Discourses and metaphors
Co-producing knowledge and RRI in emerging fields | Ryuma Shineha
I conduct trials of real-time technology assessment on emerging sciences (e.g. stem cell science and molecular robotics) as a form of RRI. By examining a number of sociotechnical imaginaries through media analysis and horizon scanning, this study helps us to understand how particular imaginaries relating to emerging sciences become dominant in society. I also explore ways of managing communication among various stakeholders, including not only scientists and engineers but also journalists, policymakers, and the public, and extract lessons for planning education and developing guidelines for RRI.

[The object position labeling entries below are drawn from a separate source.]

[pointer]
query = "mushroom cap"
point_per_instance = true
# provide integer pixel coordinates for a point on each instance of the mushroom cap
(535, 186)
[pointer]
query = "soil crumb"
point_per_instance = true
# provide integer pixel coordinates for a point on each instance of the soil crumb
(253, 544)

Temporalities and histories
Where science communication and RRI meet | Erika Szymanski
Science communication is sometimes linked to responsible research—beyond having a responsibility to communicate beyond disciplinary confines, the principle of ‘responsible language use’ would have scientists think about possible interpretations across wider audiences when they choose terminology such as ‘gene editing.’ More fundamentally, however, because scientific knowledge is constructed in language, the words—the discourse tools—that scientists employ shape the possible uses of science and how scientific knowledge participates in value- and power-laden relationships in social contexts. In my work, I suggest understanding science communication as intrinsically connected to RRI via, for example, reflecting on ‘debugging’ and other metaphors for engineering biology—asking not what language is most accurate, but what language enacts the future we want to bring about.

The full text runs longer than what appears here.